How to print last sunday of the year in Oracle

Question

I need to print the last sunday of the year from which adding 7 to it will give me all the sundays of next year.

I have the code to print all sundays for a particular year if i have a start date but i need the user to put the year so that last sunday of the previous year will be generated and 7 will be added to get first sunday of that year and so on till it reaches last sunday of next year

For example input year is 2017 it will check the last sunday of 2016 and add 7 to it to get first sunday of 2017 which is 1-1-2017 and it will go on printing all sundays till it reaches 31st december 2017

Answer 1

The function next_day() takes two arguments: a date and the name of a day of the week. It returns the closest "next" day (following the date argument) that matches the given day of the week. So the result is between one and seven days forward. (If you want 'Tuesday' and the input date is a Tuesday, the function returns the date seven days later.)

If you want the last Sunday of a year, it will be between Dec. 25 and Dec. 31. So if you call the next_day() function with the arguments Dec. 24 (!!) and 'Sunday' you'll get what you want.

The result will have the same time-of-day as the date argument, so if you give a date without a time-of-day, so will be the output (which is probably what you want).

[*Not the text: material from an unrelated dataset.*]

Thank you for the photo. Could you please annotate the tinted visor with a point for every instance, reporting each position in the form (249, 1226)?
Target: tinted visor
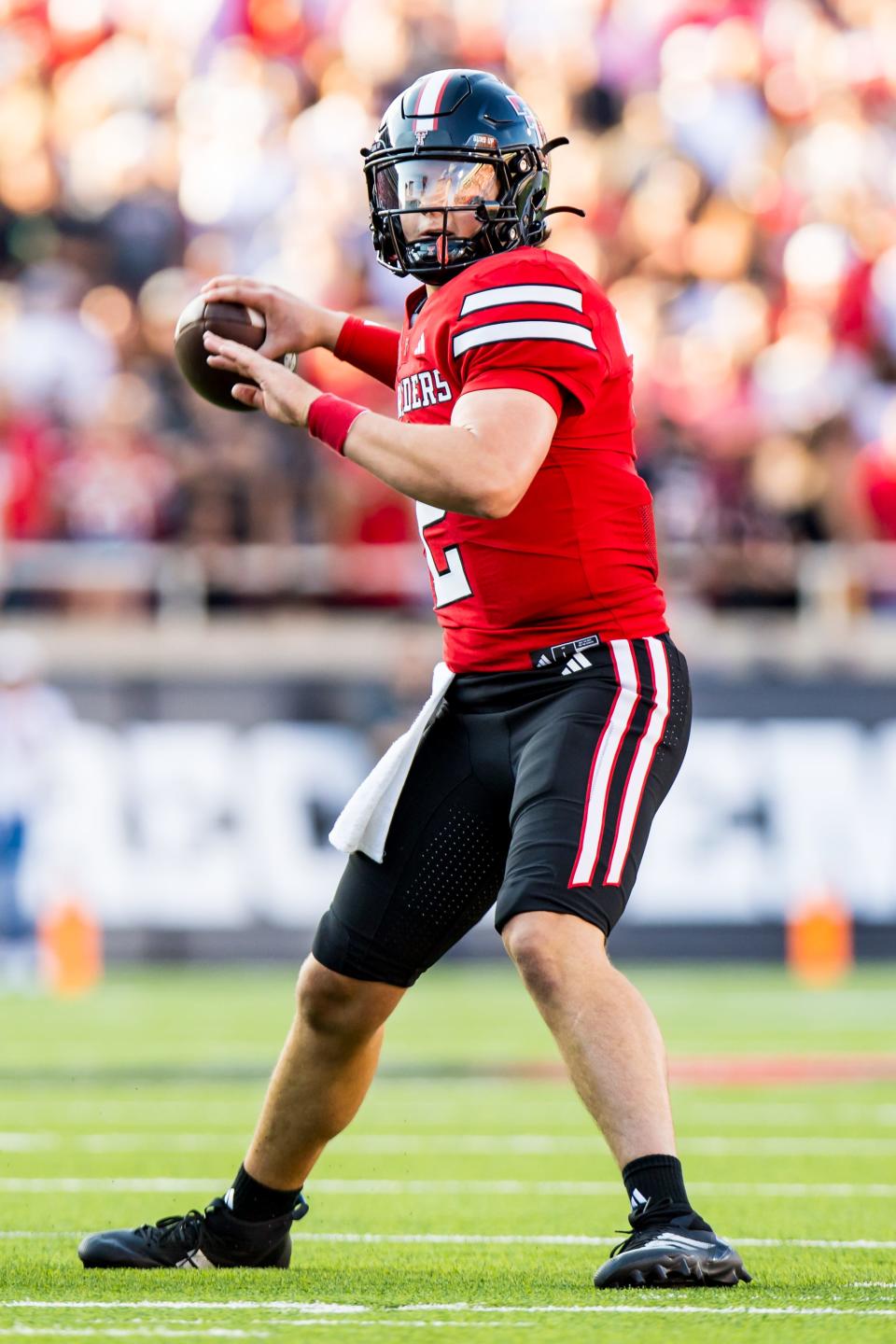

So:

select next_day(date '2016-12-24', 'Sunday') from dual;

NEXT_DAY(D
----------
2016-12-25

Added: If you take an input from your user, as a bind variable, you can do something like this:

select next_day(to_date(:input_year - 1 || '-12-24', 'yyyy-mm-dd'), 'Sunday') from dual;

If you provide 2017 as input (whatever mechanism your interface has for bind variables), the output will be 2016-12-25 (in DATE data type, so don't ask "in what format" - dates don't have a format!)